There is no defining moment of Yes even if it comes and I have learned to be ok with this.
2. I'm great with needles - I have had my blood drawn probably close to 100 times! Watching HCG Rise and fall along with various other reasons I have become strangely ok with the whole needle blood drawing thing.
3. Even better with injecting myself - I will admit when the box first arrives and I open it up I still want to puke at the look of all the meds and needles. The thought of injecting myself was inconceivable. Who knew after my complete melt down the first night, I would become such and expert 1 year later! I much rather do it myself than have anyone else do it. I can do it just about anywhere now and in a flash!
4. How positive I actually am - After 2 losses I was still able to have such hope that this will all still work! Saying things like "I might be pregnant then" It so nice to know I can be so positive.
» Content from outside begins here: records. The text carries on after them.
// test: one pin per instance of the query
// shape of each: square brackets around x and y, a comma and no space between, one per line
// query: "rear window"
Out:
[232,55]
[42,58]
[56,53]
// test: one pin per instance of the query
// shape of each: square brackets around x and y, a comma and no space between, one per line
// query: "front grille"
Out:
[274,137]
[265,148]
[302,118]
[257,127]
5. I can be a bit of a loner - I never thought I would be that person to slip out of a shower or birthday party early but low and behold I am guilty of this. Being asked if we are thinking about kids feels like a bullet to the chest. I dodge situations like crazy. I feel uncomfortable around sympathetic eyes. I wish this wasn't the case but most of the time I rather be home with my husband than at an event.
5. How much my husband loves me - Going through the emotional ups and downs together I have such love for my husband and know he will always be here for me. No matter what! HE has showed me love and support at my craziest hormonal moments. I have no doubt in the world of his love for me and appreciate him and us more than ever.
6. I love my life no matter what happens! - A journey down the road of in vitro will make anyone question the meaning of life. Why some people accidentally get pregnant were others even with the most assistance will never. Finding happiness without a child of our own is hard to think about but somewhere along the way I realized how lucky I am no matter what happens. A child will not bring me the happiness - I have found this happiness already!